Outstanding Supporting Actress in a Drama Series

Uzo Aduba as Suzanne “Crazy Eyes” Warren in “Orange is the New Black” for “People Persons”

IMDB Synopsis: Caputo’s leadership is challenged and the inmates are in for a long night of lockdown after workers make an unsettling discovery.

During the panel system of voting, rather than the current popular vote system, Aduba would win in a walk with this episode selection. The episode answers the question on how her character, Suzanne, ends up in jail. It’s heartbreaking and Aduba conveys the two different places we see her character – as a free woman and in distress in prison. The prison scenes are also harrowing, as Suzanne is goaded into violence. A two time winner for this role, once in this category, Aduba was left out last year as many felt the show took a narrative hit. Season four was one of the most well received, but many voters may have fallen out of love with the show. Without widespread support, it may be hard for Aduba to win again.

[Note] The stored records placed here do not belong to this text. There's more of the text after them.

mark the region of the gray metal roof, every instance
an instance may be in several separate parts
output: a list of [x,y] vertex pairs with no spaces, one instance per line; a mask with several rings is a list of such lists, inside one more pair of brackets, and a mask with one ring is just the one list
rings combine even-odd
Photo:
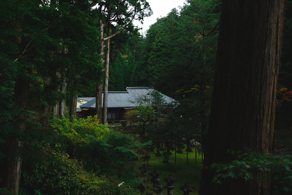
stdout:
[[89,101],[95,98],[95,97],[79,97],[77,98],[77,100],[80,100],[81,99],[83,99],[87,101]]
[[[128,87],[126,88],[126,89],[127,91],[125,92],[109,92],[107,108],[133,108],[139,105],[139,100],[149,96],[151,92],[155,90],[152,87]],[[170,97],[163,95],[167,103],[174,103],[176,101]],[[93,98],[88,102],[80,106],[80,107],[95,108],[95,98]]]

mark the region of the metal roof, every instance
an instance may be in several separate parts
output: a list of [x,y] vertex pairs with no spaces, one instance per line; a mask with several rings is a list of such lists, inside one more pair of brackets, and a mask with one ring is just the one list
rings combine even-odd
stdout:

Millie Bobby Brown as Eleven in “Stranger Things” for “Chapter Seven: The Bathtub”

IMDB Synopsis: The government comes searching for Eleven. Eleven looks for Will in the Upside Down.

The breakout star of “Stranger Things” managed to nab a nomination, even when her more famous co-star Winona Ryder was snubbed. The show took off and Brown has charmed her way through every awards show, which has risen her profile considerably. The episode submission gives Brown an opportunity to be heroic and also convey fear in an interesting way. There’s exciting action elements to it as well. However, not a lot of this reads as “fine acting.” For voters looking to vote for a “performance,” they often times go for big speeches and grandstanding. These voters will likely not go for Brown.

Ann Dowd as Aunt Lydia in “The Handmaid’s Tale” for “Offred (Pilot)”

IMDB Synopsis: Offred, one the few fertile women known as Handmaids in the oppressive Republic of Gilead, struggles to survive as a reproductive surrogate for a powerful Commander and his resentful wife.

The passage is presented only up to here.